John Mack of Morgan Stanley, the only other big-firm Wall Street CEO to report his pay, last week disclosed receiving about $41 million for 2006, his first full year at the helm. He received $13 million for five months' work in 2005, on top of a $26 million signing bonus for rejoining in June 2005.
Mr. Blankfein's pay package reflects the firm's performance atop the Wall Street heap over the past year, when its profits rose 70% to $9.54 billion and its stock price surged 59%, increasing its stock- market value by $31 billion.
But it also reflects the inflation in Wall Street CEO pay packages, which last year generally came in at between $30 million and $40 million, with the stock market in the fourth year of a bull run and a boom in private-equity buyouts and hedge-fund trading.
A former tax lawyer and gold salesman who rose to become head of the firm's fixed-income, currency and commodities division in 1998, the 52-year-old Mr. Blankfein epitomizes Goldman's risk-taking culture.
His latest pay package includes a cash bonus of $27.3 million, restricted shares valued at $15.7 million and options valued at $10.5 million, according to a filing yesterday by Goldman, which disclosed the stock awards and included the cash bonus. He also earned a salary of $600,000.
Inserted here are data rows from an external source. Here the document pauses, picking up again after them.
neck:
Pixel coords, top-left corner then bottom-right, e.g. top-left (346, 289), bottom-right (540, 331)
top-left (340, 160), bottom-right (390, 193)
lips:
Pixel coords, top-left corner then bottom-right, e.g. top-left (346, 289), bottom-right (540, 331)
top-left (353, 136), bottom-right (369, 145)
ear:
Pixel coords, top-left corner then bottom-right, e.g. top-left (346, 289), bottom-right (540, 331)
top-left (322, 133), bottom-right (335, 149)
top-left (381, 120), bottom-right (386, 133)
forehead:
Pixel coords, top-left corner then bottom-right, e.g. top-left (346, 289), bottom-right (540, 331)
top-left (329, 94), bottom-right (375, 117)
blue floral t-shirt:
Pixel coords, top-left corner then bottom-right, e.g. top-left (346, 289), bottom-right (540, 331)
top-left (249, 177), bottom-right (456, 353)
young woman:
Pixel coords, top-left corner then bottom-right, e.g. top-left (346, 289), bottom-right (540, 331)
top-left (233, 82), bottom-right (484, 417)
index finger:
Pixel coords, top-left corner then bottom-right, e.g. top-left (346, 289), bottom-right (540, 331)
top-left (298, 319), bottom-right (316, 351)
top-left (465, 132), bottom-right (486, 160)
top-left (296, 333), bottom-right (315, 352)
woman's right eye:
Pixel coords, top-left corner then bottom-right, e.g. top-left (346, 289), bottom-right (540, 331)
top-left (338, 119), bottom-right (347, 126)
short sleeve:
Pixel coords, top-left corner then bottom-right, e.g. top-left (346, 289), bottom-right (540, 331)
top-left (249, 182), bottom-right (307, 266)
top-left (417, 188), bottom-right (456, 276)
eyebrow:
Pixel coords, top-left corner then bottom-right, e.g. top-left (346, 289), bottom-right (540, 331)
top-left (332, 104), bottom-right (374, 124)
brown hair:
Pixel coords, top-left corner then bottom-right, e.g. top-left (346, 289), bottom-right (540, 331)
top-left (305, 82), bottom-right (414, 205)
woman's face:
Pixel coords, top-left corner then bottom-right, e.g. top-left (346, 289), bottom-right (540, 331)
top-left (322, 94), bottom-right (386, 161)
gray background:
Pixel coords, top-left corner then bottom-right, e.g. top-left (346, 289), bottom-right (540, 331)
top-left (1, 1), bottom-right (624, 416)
Mr. Blankfein becomes entitled to 40% of the 77,776 shares of restricted stock immediately and the remaining 60% in November 2009.
Goldman's next two top executives, co-presidents and co-chief operating officers Gary Cohn and Jon Winkelried, received identical packages of $15.4 million in restricted stock and options worth $10.3 million. While Goldman didn't disclose the size of their cash bonuses, neither executive's compensation will top Mr. Blankfein's, according to someone familiar with the firm.